Generating zero-shot personalized portraits

November 11, 2024

Suraj Kothawade, Software Engineer, Core ML, and Sherry Ben, Staff Software Engineer, Google DeepMind

A new AI model that can transform selfies into different artistic styles while keeping facial features recognizable.

Recent advances in text-to-image and image-to-image (I2I) models have led to significant improvements in image quality and prompt adherence. However, existing I2I models often struggle with generating fine-grained details, particularly in challenging domains like human faces where preserving image likeness is crucial.

This post introduces a novel zero-shot I2I model specifically designed for personalized and stylized selfie generation. It effectively addresses the challenge of fine-grained image manipulation by combining two key capabilities: (1) personalization, which accurately preserves the similarity of the facial image in the input selfie, and (2) stylization, which faithfully applies the artistic style specified in the text prompt. This allows users to transform their selfies into a variety of styles while maintaining their unique facial features. We demonstrate the effectiveness of the model by showcasing its ability to generate high-quality, personalized, and stylized selfies.
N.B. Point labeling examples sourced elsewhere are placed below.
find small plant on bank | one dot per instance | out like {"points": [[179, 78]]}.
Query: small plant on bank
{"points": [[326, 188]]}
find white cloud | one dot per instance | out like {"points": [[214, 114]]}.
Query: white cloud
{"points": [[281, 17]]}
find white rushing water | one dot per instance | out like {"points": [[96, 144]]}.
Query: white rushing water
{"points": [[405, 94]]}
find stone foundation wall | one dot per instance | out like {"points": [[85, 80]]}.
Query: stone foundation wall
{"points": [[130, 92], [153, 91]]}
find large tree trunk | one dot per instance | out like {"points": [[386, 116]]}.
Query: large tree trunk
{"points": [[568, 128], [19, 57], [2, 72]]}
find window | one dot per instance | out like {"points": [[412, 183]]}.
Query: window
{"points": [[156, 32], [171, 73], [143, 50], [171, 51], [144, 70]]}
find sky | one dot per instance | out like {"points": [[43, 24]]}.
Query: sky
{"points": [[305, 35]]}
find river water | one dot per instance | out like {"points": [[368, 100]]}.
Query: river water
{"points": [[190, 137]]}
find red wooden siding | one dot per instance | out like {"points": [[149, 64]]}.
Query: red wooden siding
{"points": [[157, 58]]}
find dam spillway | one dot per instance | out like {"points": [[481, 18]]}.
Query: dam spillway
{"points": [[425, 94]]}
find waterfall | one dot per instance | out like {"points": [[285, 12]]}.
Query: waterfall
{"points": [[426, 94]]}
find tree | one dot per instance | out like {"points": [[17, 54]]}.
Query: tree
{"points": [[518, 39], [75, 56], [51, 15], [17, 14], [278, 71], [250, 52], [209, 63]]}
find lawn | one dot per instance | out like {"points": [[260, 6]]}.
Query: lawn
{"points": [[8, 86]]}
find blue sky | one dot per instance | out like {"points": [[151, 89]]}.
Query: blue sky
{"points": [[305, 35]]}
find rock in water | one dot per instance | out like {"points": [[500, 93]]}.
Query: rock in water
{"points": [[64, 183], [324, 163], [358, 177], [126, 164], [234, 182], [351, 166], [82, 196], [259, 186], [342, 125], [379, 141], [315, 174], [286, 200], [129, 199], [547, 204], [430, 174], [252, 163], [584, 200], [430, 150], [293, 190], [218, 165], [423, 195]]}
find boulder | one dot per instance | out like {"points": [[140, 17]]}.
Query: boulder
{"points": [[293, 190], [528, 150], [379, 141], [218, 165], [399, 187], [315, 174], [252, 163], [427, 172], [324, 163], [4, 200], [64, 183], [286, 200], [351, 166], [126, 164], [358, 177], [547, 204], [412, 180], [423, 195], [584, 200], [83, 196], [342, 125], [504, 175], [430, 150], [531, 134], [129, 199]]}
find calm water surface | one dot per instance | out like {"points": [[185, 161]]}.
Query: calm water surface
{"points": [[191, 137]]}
play silent looping video pause silent looping video

Model process: (a) The input provides the reference image. (b) The text prompt specifies the desired artistic style (e.g., "A portrait of watercolor style using pastel colors"). (c) The generated output image exhibits the specified style while preserving the subject's likeness.

Using adapters to capture face nuances

While text prompts work well for many image generation tasks (like "a cat wearing a hat") they can be limiting when it comes to generating images with specific and nuanced details. This is particularly true for faces, where capturing individual features and expressions with just words is incredibly difficult.
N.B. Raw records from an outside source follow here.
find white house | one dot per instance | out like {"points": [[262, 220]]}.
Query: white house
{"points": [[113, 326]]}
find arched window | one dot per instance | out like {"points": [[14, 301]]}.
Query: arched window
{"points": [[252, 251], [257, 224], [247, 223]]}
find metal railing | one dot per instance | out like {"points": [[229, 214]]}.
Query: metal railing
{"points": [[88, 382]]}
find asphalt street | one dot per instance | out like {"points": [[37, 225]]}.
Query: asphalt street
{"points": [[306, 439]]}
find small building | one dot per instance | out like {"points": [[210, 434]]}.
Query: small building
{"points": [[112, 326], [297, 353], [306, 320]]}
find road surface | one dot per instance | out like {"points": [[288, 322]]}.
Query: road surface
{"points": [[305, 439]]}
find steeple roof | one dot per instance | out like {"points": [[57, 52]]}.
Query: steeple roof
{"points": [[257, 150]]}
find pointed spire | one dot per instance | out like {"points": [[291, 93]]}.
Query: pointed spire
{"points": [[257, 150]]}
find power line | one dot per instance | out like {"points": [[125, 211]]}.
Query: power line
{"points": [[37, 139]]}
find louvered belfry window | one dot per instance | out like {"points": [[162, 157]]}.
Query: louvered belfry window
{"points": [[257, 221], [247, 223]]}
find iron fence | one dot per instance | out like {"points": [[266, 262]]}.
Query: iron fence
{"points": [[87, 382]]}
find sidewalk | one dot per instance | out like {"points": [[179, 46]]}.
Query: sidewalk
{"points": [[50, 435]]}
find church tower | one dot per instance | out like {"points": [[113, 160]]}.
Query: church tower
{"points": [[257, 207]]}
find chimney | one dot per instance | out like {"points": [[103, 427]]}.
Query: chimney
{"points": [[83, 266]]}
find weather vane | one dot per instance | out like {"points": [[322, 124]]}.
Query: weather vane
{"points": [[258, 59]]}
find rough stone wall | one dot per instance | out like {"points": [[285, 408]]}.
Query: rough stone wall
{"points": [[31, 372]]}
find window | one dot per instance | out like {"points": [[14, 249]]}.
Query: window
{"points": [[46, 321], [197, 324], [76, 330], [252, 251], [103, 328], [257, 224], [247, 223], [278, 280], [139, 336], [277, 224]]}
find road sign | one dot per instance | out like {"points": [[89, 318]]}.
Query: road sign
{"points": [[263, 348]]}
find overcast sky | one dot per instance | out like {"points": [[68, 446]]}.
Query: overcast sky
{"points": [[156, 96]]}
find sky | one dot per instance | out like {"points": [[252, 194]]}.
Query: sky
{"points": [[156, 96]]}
The model takes two inputs: an image of a person’s face, and a text prompt describing the desired style. We then use two kinds of "adapters," which are like mini-AI assistants, to help the foundation model understand the nuances of faces.

  1. Image adapter: This assistant focuses on unique features of a selfie image. This ensures the generated images truly look like the selfie image.
  2. Control adapter: This assistant analyzes the face’s pose and expression.

These assistants communicate with the foundation model using a technique called cross-attention, which allows them to blend information from the reference image, the desired style, and any expression seamlessly. This teamwork ensures the creation of a stylized image that's still unmistakably recognizable as the input image.

GenSelfie2-OverviewHero

The model encodes two inputs: a reference image and a text prompt; control encoder is generated automatically. This encoded information guides the diffusion process, generating a stylized output image that retains the features depicted in the reference image while adhering to the style specified in the text prompt and incorporating the facial pose and expression analysis from the control adapter.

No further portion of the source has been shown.